The city where we served (Záhony) was experiencing a heavy stream of refugees coming across the Ukrainian/Hungarian border in cars and on trains. It was the first stop outside of Ukraine, and most stayed there for one night and resumed their journeys the next day.
What type of work did you do to help the refugees?
We arrived in Hungary on Saturday and woke up Sunday morning to a truckload of supplies and volunteers that had just arrived after a 20-hour drive from Holland. We helped unload the supplies, and we were able to communicate with the volunteers since our other chaperone from McKinney was originally from Holland and spoke Dutch.
Later, we spent about three and a half hours making sandwiches to feed the Ukrainians. We were in a room making sandwiches as quickly as we could, non-stop, assembly-line style. This freed up the local volunteers to greet and feed refugees arriving at the train station down the street.
“Then we had the life-changing moment of walking into and through that train station.
I understand the conditions were unlike anything you had seen before.
I have sent my husband off to war, prayed for his safety, seen the effects of those that didn’t make it home. However, I have never seen this side. I will never forget the faces. Never forget the looks on the moms’ faces.
Do you know those wooden beads that kids play with in doctors’ waiting rooms? They had those in the train station, and there were toddlers busily playing with those beads while their mothers sat nearby with the most shocked, blank expressions.
Most of all that gut check moment when one of our students said, “I was just thinking what would I put in one suitcase if I had to leave my home?”
I also talked to one woman, Daria, who stayed one night at the guest house where we stayed.
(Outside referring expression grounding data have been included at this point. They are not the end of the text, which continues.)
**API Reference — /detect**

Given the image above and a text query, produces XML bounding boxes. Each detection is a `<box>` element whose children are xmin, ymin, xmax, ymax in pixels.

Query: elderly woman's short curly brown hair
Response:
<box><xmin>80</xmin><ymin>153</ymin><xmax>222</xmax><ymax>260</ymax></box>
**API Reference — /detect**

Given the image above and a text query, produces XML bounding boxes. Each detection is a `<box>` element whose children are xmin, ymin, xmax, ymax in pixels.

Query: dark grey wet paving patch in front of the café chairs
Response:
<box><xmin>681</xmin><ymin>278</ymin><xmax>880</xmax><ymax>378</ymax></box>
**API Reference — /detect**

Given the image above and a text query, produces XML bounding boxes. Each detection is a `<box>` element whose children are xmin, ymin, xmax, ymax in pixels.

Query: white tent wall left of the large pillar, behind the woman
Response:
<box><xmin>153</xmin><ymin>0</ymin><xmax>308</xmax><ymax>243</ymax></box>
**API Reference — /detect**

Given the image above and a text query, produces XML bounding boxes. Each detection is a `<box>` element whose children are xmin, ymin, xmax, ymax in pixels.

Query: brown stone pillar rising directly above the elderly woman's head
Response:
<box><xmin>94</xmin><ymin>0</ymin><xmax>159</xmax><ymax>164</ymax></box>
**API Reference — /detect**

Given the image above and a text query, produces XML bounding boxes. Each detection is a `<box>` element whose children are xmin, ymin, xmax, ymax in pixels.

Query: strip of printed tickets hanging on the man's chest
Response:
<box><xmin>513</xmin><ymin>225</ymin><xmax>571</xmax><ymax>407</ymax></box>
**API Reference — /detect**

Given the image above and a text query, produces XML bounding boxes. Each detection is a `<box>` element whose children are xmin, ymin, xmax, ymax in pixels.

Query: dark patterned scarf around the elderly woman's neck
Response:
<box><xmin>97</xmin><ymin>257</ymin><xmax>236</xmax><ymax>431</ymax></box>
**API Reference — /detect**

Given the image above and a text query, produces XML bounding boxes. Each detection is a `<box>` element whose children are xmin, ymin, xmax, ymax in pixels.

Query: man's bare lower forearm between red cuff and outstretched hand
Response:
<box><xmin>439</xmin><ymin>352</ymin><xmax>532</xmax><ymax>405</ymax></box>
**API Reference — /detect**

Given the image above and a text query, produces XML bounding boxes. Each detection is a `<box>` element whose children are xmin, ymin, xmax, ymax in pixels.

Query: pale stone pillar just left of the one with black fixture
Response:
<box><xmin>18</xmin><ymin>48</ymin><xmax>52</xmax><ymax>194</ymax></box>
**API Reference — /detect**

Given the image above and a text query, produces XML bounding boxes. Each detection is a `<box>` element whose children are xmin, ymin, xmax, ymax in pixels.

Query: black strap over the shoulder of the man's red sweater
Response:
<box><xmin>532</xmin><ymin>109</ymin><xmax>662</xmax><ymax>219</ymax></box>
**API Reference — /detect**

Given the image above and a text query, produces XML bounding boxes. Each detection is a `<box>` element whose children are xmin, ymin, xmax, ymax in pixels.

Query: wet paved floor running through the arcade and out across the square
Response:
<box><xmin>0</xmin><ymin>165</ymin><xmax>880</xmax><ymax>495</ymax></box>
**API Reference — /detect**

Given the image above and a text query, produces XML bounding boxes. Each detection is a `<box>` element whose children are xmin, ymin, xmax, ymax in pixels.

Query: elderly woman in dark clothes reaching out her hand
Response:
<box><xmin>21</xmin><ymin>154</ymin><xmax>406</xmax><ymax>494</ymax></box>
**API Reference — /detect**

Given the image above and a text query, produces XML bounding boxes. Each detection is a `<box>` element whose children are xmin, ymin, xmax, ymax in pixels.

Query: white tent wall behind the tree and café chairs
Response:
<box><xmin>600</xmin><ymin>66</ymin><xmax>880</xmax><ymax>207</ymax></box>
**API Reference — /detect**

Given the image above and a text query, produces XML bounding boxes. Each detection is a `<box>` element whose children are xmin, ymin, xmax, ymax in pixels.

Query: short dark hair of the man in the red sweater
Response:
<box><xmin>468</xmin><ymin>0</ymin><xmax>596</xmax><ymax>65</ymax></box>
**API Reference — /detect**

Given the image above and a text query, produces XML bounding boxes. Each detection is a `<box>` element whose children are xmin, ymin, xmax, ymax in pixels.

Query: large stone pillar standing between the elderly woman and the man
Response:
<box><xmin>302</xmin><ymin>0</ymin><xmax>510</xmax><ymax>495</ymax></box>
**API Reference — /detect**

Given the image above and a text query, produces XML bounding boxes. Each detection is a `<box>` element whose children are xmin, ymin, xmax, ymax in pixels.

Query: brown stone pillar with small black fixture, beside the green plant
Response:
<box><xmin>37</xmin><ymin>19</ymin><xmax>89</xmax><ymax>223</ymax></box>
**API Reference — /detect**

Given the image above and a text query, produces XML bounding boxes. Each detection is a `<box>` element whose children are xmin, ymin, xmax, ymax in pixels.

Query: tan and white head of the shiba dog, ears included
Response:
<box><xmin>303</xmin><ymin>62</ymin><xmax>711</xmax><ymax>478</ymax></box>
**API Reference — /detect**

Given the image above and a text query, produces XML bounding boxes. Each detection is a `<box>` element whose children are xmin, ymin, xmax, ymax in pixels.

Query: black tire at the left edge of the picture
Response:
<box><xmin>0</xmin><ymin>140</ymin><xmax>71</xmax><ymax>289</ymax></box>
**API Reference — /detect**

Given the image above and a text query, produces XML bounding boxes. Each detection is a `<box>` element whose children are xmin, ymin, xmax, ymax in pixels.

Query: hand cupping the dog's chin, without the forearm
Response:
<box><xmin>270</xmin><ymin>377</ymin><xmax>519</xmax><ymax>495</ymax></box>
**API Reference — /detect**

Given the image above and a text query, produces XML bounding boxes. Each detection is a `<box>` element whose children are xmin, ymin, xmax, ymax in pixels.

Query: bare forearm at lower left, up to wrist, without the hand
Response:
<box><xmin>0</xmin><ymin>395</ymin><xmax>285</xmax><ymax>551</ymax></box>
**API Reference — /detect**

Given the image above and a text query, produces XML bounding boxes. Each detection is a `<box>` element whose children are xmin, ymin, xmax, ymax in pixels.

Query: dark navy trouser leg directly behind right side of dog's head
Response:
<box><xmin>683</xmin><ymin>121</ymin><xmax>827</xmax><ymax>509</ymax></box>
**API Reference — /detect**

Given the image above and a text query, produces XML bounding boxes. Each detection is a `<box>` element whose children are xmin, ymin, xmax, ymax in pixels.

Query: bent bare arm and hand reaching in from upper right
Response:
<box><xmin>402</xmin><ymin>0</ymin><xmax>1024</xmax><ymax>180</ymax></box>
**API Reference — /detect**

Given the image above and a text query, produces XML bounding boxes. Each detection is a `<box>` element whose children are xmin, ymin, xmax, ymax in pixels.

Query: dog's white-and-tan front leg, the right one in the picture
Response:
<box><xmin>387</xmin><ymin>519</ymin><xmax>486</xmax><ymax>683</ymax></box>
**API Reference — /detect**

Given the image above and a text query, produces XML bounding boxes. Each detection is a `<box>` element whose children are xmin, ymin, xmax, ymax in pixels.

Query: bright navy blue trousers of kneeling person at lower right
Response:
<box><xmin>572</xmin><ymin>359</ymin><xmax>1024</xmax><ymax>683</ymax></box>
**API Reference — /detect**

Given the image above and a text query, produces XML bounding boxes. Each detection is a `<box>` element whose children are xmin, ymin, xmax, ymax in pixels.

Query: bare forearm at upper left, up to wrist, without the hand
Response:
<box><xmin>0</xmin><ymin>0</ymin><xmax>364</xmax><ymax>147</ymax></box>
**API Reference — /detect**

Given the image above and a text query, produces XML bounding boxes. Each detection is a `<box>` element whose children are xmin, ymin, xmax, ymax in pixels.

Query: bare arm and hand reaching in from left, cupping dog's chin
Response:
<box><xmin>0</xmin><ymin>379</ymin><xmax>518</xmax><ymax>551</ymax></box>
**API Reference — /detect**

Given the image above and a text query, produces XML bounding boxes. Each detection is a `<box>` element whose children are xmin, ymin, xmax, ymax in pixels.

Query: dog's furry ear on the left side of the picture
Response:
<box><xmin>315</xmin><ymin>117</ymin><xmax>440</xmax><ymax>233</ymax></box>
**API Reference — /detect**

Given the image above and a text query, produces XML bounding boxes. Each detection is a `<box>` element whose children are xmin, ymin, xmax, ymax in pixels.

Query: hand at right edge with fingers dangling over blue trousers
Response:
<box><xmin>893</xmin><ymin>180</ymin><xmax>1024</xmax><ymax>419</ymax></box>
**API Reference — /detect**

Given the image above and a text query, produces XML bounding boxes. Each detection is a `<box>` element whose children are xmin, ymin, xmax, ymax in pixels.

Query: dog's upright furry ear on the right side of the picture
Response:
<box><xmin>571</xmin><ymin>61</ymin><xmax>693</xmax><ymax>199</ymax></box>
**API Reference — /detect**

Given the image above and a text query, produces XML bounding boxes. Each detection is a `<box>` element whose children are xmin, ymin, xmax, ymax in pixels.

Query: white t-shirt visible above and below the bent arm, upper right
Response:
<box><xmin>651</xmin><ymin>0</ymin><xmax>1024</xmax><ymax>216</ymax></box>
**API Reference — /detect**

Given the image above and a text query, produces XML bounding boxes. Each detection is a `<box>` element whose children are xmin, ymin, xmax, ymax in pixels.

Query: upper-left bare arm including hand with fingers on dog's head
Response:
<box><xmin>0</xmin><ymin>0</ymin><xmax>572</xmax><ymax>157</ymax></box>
It was International Women’s Day, and I helped her unload her car. She was with her infant daughter, young son, and I guess her mother. She had left Kyiv and was on her way to Poland. She handed me the flowers someone had given her and said, “You keep them,” and all I could think of was that she left her husband, father, and home and didn’t know what her future held. There was very little she wanted to celebrate. As she slept a floor above me that night, I prayed for her each time I woke up.
Do you have any insight into how we in the US can contribute to the humanitarian effort?
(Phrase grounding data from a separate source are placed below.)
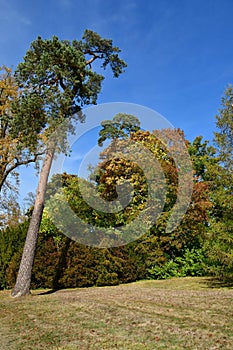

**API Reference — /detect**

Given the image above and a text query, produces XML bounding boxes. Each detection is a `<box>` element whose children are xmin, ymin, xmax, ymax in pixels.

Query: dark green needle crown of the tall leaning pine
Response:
<box><xmin>14</xmin><ymin>30</ymin><xmax>126</xmax><ymax>151</ymax></box>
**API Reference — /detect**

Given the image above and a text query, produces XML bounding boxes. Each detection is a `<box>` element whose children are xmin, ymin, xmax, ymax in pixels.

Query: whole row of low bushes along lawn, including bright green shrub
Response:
<box><xmin>0</xmin><ymin>217</ymin><xmax>208</xmax><ymax>289</ymax></box>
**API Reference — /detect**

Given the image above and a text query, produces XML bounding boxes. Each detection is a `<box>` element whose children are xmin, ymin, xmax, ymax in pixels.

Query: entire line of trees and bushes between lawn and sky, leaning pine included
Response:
<box><xmin>0</xmin><ymin>30</ymin><xmax>233</xmax><ymax>296</ymax></box>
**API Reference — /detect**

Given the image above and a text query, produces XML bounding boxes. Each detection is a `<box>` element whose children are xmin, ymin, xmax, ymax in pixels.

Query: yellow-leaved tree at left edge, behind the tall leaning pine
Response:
<box><xmin>0</xmin><ymin>66</ymin><xmax>40</xmax><ymax>227</ymax></box>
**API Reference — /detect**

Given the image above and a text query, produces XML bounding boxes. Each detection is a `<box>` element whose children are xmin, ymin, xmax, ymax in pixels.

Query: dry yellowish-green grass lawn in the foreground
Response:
<box><xmin>0</xmin><ymin>278</ymin><xmax>233</xmax><ymax>350</ymax></box>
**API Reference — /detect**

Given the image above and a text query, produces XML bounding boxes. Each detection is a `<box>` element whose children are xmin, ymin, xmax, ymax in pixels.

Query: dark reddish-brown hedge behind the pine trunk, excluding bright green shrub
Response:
<box><xmin>0</xmin><ymin>215</ymin><xmax>146</xmax><ymax>289</ymax></box>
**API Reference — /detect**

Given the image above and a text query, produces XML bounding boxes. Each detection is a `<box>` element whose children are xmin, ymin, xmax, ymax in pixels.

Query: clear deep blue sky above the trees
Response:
<box><xmin>0</xmin><ymin>0</ymin><xmax>233</xmax><ymax>204</ymax></box>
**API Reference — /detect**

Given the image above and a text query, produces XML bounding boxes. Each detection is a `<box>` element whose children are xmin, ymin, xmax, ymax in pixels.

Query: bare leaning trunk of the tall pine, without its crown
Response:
<box><xmin>11</xmin><ymin>149</ymin><xmax>54</xmax><ymax>297</ymax></box>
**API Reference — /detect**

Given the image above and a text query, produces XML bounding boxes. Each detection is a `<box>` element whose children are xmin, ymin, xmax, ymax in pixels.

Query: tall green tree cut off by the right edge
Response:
<box><xmin>209</xmin><ymin>87</ymin><xmax>233</xmax><ymax>278</ymax></box>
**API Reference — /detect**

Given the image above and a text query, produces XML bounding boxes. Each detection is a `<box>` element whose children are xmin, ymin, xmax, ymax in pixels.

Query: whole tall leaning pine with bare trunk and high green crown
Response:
<box><xmin>12</xmin><ymin>30</ymin><xmax>126</xmax><ymax>296</ymax></box>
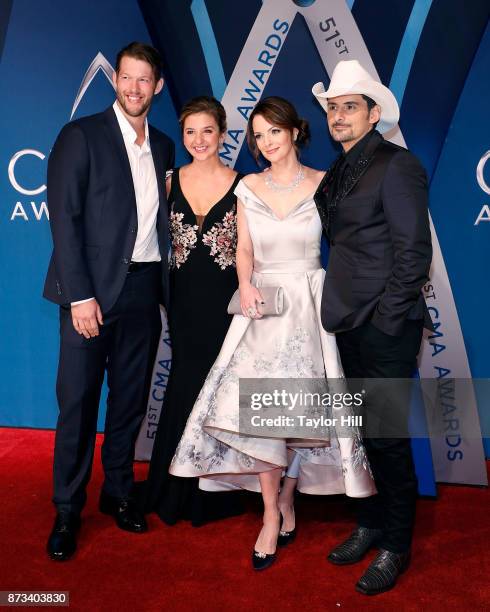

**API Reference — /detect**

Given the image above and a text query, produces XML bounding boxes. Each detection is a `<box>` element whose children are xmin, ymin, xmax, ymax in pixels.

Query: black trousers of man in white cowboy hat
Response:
<box><xmin>336</xmin><ymin>320</ymin><xmax>423</xmax><ymax>553</ymax></box>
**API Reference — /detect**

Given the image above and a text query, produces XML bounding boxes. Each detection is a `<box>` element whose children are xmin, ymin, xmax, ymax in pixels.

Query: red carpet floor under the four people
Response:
<box><xmin>0</xmin><ymin>429</ymin><xmax>490</xmax><ymax>612</ymax></box>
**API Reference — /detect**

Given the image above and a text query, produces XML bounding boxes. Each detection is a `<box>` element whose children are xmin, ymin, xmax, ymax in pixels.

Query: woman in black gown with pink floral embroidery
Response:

There are many groups organizing shipments and aid, many of them close to home. I do know that while we were in Hungary, volunteers for Mission Regan (MissionRegan.org) here in McKinney flew a shipment of medical supplies to Ukraine.
“I am forever changed because of Hungary.” -Deanna Phillips
For a true story about a community making a difference in a momentous place and time, Deanna recommends the musical Come from Away, about the people in Newfoundland who provided shelter for thousands of displaced air travelers on and immediately after 9/11.